She’s a little bit classical; he’s a little bit rock and roll. And they fight to the beat of a classical-rock mashup in a video game that just earned BYU students top prize in E3's College Game Competition.
As one of five finalists in the competition, BYU students have been showcasing “Beat Boxers” — a cross between Mortal Kombat and Guitar Hero — for thousands of industry big-wigs and gaming superfans in Los Angeles.
"Being in the top five was already a huge win, since all the college games are so high quality," said Seth Holladay, animation professor and advisor to the team of 15 core students who worked on the project. "So being selected as the top of this caliber speaks volumes about the quality and work ethic of this group of students."
Here's a photo of the winners our our College Game Competition: @BYU ! Be sure to check out their game, Beat Boxers, in West Hall, and congrats to all the finalists. #E32018 pic.twitter.com/5bFWYwWBQM — E3 (@E3) June 14, 2018
“So many of us have worked so hard on this thing and just wanted so badly to see it pay off,” said Jessica Runyan, a media arts major and the game’s producer. “Getting accepted into E3 was a mix of waking up on Christmas morning to presents and finding out you passed all your finals all rolled together.”
Since E3 launched its annual college competition in 2013, only four schools have been invited more than once, and BYU has now been invited four out of the six years.
“We have this small undergrad program, and we’re consistently going against the top schools and graduate programs in the nation,” Holladay said.
The project, facilitated by design and computer science departments, is a capstone project under BYU's Center for Animation.
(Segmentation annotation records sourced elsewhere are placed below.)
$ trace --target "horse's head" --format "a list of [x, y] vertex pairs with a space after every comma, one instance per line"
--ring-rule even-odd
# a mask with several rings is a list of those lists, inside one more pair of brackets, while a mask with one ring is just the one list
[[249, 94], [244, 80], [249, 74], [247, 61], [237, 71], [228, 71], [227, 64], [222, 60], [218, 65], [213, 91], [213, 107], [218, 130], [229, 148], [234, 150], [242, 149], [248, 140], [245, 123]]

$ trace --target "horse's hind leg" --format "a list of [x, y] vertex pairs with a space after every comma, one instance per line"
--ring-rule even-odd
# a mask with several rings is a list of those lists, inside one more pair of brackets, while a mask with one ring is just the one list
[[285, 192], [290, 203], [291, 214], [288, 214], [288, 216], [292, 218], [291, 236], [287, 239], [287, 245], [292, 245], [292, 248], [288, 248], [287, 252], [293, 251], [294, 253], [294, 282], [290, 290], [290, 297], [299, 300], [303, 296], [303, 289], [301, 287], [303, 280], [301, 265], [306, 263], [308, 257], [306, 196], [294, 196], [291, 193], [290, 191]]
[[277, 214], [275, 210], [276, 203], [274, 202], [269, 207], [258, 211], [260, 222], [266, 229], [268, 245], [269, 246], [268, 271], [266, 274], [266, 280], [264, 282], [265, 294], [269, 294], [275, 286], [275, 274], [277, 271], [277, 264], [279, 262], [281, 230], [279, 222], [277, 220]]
But Holladay attributes BYU’s ongoing success to the smarts, commitment and collaboration of illustration, animation, computer science, theatre and media arts and music majors involved in their projects: “If they’re passionate and they have the talent, we let them in.”
In this year’s 2D fighting game, classical-music-inspired character Maestra and rock-music-inspired Riff standoff in front of hundreds of stadium spectators in what the creators hope feels almost like a performance. The closer their moves are to the beat of the music, the more love they get from the audience (and the more likely they are to win).
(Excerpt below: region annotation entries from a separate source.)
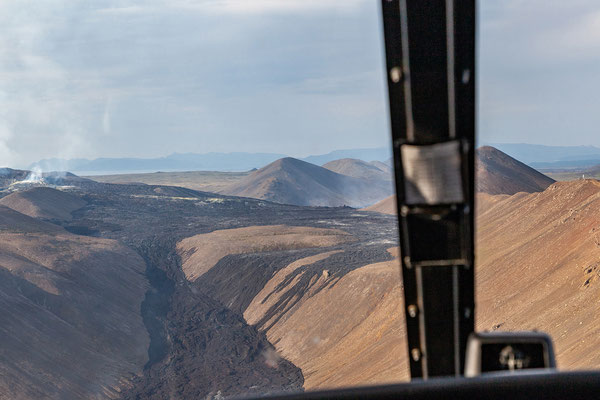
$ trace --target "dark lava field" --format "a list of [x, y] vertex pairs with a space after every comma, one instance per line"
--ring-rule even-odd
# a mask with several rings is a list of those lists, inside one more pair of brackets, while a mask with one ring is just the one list
[[[396, 246], [393, 216], [352, 208], [300, 207], [228, 197], [172, 186], [104, 184], [67, 180], [60, 188], [87, 205], [70, 221], [51, 221], [85, 236], [116, 239], [145, 260], [151, 288], [141, 306], [150, 336], [149, 361], [125, 399], [220, 398], [302, 390], [301, 370], [286, 360], [265, 363], [273, 346], [248, 325], [243, 312], [275, 272], [323, 249], [228, 255], [195, 282], [186, 279], [176, 243], [214, 230], [256, 225], [335, 228], [357, 240], [327, 260], [301, 268], [343, 276], [366, 264], [390, 260]], [[3, 195], [6, 195], [4, 192]], [[301, 296], [303, 274], [288, 296]]]

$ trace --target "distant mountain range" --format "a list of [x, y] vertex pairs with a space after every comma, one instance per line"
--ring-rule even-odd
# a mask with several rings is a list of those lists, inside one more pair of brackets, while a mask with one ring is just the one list
[[[322, 155], [313, 155], [301, 160], [322, 165], [340, 158], [359, 158], [368, 161], [389, 159], [391, 150], [387, 147], [373, 149], [336, 150]], [[277, 153], [175, 153], [158, 158], [97, 158], [94, 160], [76, 158], [50, 158], [31, 164], [28, 169], [42, 171], [71, 171], [79, 175], [109, 173], [133, 173], [155, 171], [249, 171], [262, 168], [285, 154]]]
[[544, 146], [527, 143], [488, 143], [536, 169], [585, 168], [600, 164], [600, 148], [594, 146]]

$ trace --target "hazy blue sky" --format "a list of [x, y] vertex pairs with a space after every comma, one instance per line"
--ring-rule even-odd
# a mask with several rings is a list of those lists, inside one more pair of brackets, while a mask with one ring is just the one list
[[[600, 3], [483, 0], [486, 142], [600, 145]], [[387, 144], [378, 0], [2, 0], [0, 166]]]

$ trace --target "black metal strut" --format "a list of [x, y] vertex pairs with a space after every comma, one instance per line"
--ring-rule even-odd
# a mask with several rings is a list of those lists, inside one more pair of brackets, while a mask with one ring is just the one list
[[458, 376], [475, 311], [475, 0], [382, 11], [410, 372]]

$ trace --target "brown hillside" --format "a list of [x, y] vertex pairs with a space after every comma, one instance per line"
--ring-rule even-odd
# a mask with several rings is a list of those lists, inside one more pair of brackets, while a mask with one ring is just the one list
[[600, 182], [555, 183], [477, 218], [479, 329], [539, 329], [563, 369], [598, 368]]
[[475, 175], [477, 191], [488, 194], [541, 192], [555, 182], [491, 146], [477, 149]]
[[372, 206], [363, 208], [362, 211], [375, 211], [382, 214], [396, 215], [398, 213], [396, 208], [396, 195], [394, 194], [390, 197], [386, 197], [378, 203], [373, 204]]
[[390, 166], [390, 164], [387, 164], [382, 161], [371, 161], [369, 164], [376, 166], [377, 168], [379, 168], [380, 170], [382, 170], [383, 172], [385, 172], [387, 174], [390, 174], [390, 177], [393, 179], [394, 170]]
[[34, 187], [9, 194], [0, 204], [36, 218], [70, 220], [71, 212], [87, 203], [70, 193], [49, 187]]
[[355, 158], [342, 158], [339, 160], [330, 161], [327, 164], [323, 164], [323, 168], [327, 168], [328, 170], [337, 172], [338, 174], [360, 179], [392, 179], [392, 174], [389, 172], [389, 167], [387, 167], [386, 170], [382, 170], [373, 164], [364, 162], [362, 160], [357, 160]]
[[0, 168], [0, 187], [8, 187], [11, 183], [22, 181], [29, 176], [30, 171], [12, 168]]
[[222, 194], [301, 206], [364, 207], [389, 196], [390, 181], [341, 175], [294, 158], [282, 158], [254, 171]]
[[[397, 249], [390, 249], [398, 255]], [[398, 260], [365, 265], [341, 279], [327, 271], [311, 279], [297, 302], [261, 323], [269, 307], [292, 290], [296, 268], [335, 252], [301, 259], [279, 271], [244, 313], [279, 353], [302, 368], [305, 389], [398, 382], [408, 377]], [[277, 289], [279, 288], [279, 289]]]
[[142, 372], [144, 261], [0, 206], [0, 399], [115, 398]]

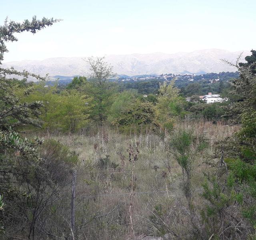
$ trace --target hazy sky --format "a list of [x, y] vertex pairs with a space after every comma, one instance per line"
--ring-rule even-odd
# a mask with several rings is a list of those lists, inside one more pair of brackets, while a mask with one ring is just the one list
[[63, 21], [17, 34], [4, 61], [256, 48], [255, 0], [0, 0], [8, 16]]

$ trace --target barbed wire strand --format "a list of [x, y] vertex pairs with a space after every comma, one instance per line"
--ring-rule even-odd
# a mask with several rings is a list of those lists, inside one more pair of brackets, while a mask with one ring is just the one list
[[[168, 190], [168, 192], [174, 192], [174, 191], [169, 191]], [[167, 192], [167, 191], [165, 190], [165, 191], [154, 191], [153, 192], [134, 192], [132, 193], [133, 195], [135, 195], [136, 194], [148, 194], [149, 193], [154, 193], [156, 192], [159, 193], [159, 192]], [[75, 198], [96, 198], [96, 197], [106, 197], [106, 196], [118, 196], [118, 195], [130, 195], [131, 194], [130, 193], [116, 193], [114, 194], [103, 194], [101, 195], [88, 195], [86, 196], [78, 196], [77, 197], [75, 197]]]
[[[193, 165], [193, 167], [201, 167], [203, 166], [210, 166], [209, 164], [204, 164], [204, 165]], [[155, 171], [157, 170], [158, 169], [166, 169], [167, 168], [181, 168], [180, 166], [177, 166], [175, 167], [157, 167], [155, 168], [141, 168], [139, 169], [134, 169], [134, 171], [146, 171], [148, 170], [155, 170]], [[89, 175], [90, 174], [103, 174], [103, 173], [116, 173], [118, 172], [130, 172], [132, 171], [131, 170], [119, 170], [118, 171], [115, 171], [114, 172], [110, 172], [110, 171], [106, 171], [106, 172], [84, 172], [82, 173], [78, 173], [77, 174], [78, 175]]]

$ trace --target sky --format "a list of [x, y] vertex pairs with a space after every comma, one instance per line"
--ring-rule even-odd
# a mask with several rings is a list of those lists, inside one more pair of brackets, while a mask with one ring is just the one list
[[4, 62], [256, 48], [255, 0], [0, 0], [6, 17], [62, 20], [7, 43]]

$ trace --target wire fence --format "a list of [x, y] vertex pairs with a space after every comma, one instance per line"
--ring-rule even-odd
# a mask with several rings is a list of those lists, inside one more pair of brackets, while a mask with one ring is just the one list
[[[193, 167], [201, 167], [203, 166], [209, 166], [209, 164], [198, 164], [193, 165], [192, 166]], [[175, 167], [156, 167], [155, 168], [140, 168], [138, 169], [134, 169], [133, 171], [147, 171], [149, 170], [154, 170], [155, 171], [157, 171], [158, 169], [170, 169], [172, 168], [181, 168], [182, 167], [180, 166], [176, 166]], [[90, 174], [103, 174], [105, 173], [117, 173], [118, 172], [130, 172], [132, 171], [132, 170], [114, 170], [113, 171], [106, 171], [105, 172], [83, 172], [81, 173], [78, 174], [78, 175], [90, 175]]]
Simple enough concept? Not so, said Mike Towne, the game’s lead designer and recent computer science grad. Towne called Beat Boxers “the most ambitious game the department has done before. We needed two fully designed, rigged and animated characters, each with dozens of unique animations.”
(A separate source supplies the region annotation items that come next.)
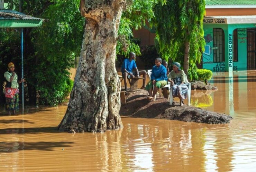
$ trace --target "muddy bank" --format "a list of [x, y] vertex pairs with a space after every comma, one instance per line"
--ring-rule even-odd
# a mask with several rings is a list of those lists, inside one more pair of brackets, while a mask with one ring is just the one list
[[122, 105], [120, 115], [148, 118], [179, 120], [207, 123], [226, 123], [233, 118], [225, 114], [185, 105], [179, 102], [170, 106], [167, 99], [157, 97], [155, 101], [146, 99], [146, 92], [140, 91], [127, 95], [126, 105]]

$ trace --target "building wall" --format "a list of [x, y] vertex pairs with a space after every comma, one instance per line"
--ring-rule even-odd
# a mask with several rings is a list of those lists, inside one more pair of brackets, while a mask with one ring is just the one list
[[256, 15], [256, 8], [208, 8], [206, 11], [206, 16]]

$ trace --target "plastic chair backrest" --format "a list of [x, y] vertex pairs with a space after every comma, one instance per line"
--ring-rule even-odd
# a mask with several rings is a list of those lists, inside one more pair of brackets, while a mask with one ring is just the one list
[[152, 69], [150, 69], [149, 70], [148, 70], [148, 76], [149, 77], [149, 78], [151, 78], [151, 74], [152, 73]]

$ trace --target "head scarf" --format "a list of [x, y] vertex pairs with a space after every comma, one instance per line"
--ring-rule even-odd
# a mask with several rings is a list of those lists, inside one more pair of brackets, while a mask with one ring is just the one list
[[14, 66], [14, 64], [12, 62], [10, 62], [8, 64], [8, 68], [9, 69], [11, 66]]
[[178, 62], [173, 62], [172, 63], [173, 65], [174, 65], [175, 66], [176, 66], [178, 68], [178, 71], [181, 71], [181, 64], [180, 64]]

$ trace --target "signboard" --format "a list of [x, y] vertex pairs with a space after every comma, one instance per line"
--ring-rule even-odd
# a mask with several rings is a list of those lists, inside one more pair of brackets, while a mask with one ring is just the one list
[[205, 17], [203, 18], [203, 23], [208, 24], [227, 24], [227, 19]]

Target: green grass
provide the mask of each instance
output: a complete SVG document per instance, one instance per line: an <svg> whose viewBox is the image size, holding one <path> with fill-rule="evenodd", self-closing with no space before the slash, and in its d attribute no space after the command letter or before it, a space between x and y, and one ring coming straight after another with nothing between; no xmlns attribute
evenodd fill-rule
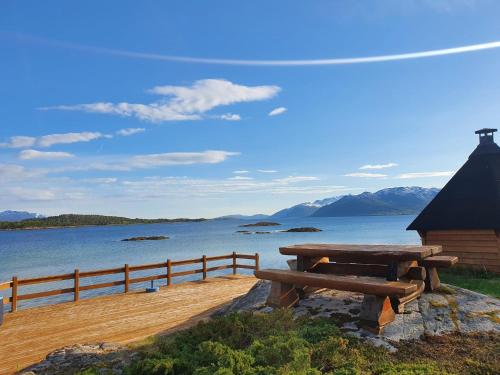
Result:
<svg viewBox="0 0 500 375"><path fill-rule="evenodd" d="M500 275L485 270L454 267L439 270L443 283L500 298Z"/></svg>
<svg viewBox="0 0 500 375"><path fill-rule="evenodd" d="M125 374L486 375L500 371L488 354L498 350L498 336L454 336L398 345L400 350L392 354L344 334L333 318L293 319L290 310L231 314L135 348L139 358ZM102 371L87 369L81 374Z"/></svg>

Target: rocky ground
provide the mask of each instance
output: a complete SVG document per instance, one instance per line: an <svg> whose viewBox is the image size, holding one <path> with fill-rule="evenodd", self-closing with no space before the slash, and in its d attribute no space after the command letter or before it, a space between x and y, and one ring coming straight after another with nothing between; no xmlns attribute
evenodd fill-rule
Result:
<svg viewBox="0 0 500 375"><path fill-rule="evenodd" d="M69 375L93 367L103 374L122 374L138 354L125 346L101 343L73 345L50 353L45 360L20 373L22 375Z"/></svg>
<svg viewBox="0 0 500 375"><path fill-rule="evenodd" d="M235 311L272 311L265 306L270 283L259 281L245 296L236 300L218 314ZM500 300L467 289L449 285L422 296L405 306L404 314L397 314L381 334L373 334L361 327L359 313L363 295L336 290L311 294L295 307L297 316L335 317L342 328L354 336L396 350L394 342L415 340L423 336L447 333L500 333Z"/></svg>
<svg viewBox="0 0 500 375"><path fill-rule="evenodd" d="M270 283L259 281L245 296L218 311L230 312L272 311L265 306ZM335 317L342 329L375 345L396 351L398 342L438 337L444 334L500 333L500 300L470 290L443 285L434 293L424 293L420 299L406 305L404 314L381 334L373 334L360 325L359 313L363 296L357 293L324 290L311 294L295 307L295 315ZM49 354L46 360L24 371L24 375L74 374L94 367L103 374L121 374L137 354L124 346L114 344L74 345Z"/></svg>

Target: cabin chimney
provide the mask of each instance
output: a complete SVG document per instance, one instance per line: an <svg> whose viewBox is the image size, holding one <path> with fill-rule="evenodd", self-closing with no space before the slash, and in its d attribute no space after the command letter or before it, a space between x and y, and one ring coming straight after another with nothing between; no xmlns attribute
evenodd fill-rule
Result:
<svg viewBox="0 0 500 375"><path fill-rule="evenodd" d="M474 152L469 156L478 156L485 154L498 154L500 153L500 147L493 140L493 133L497 129L483 128L476 130L475 133L479 135L479 145L477 145Z"/></svg>
<svg viewBox="0 0 500 375"><path fill-rule="evenodd" d="M493 133L495 133L497 129L488 129L488 128L483 128L476 130L475 133L479 134L479 144L491 144L495 143L493 140Z"/></svg>

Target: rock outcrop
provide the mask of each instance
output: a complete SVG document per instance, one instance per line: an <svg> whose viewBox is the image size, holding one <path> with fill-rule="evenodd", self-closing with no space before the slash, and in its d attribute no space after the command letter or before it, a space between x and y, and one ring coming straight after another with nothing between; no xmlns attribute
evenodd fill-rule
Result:
<svg viewBox="0 0 500 375"><path fill-rule="evenodd" d="M259 281L245 296L219 311L227 314L239 311L270 312L266 306L271 284ZM500 333L500 300L450 285L442 285L433 293L422 296L405 306L405 313L382 333L374 334L362 327L359 319L363 295L323 289L302 299L294 307L296 316L334 317L341 328L375 345L396 350L394 342L416 340L423 336L449 333Z"/></svg>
Additionally, the team had to “blend your musical rhythm game and your traditional fighting game together in an intuitive and cohesive way,” Runyan said. “We worked for months trying to figure the best approach before we finally found something that actually worked in a way that made sense.
After a year’s worth of concepting, designing, coding, and iterating and iterating and iterating — helped along by the occasional programming-and-pizza party — the team is celebrating its success at E3, where the College Game Competition winner was just announced.
“It was a fun idea, but we knew it would be hard,” Holladay said. “We let students fail: they fail a hundred times before they come together on a consensus. If students are not afraid to chase after a challenge, then they do things that are more successful in the end.”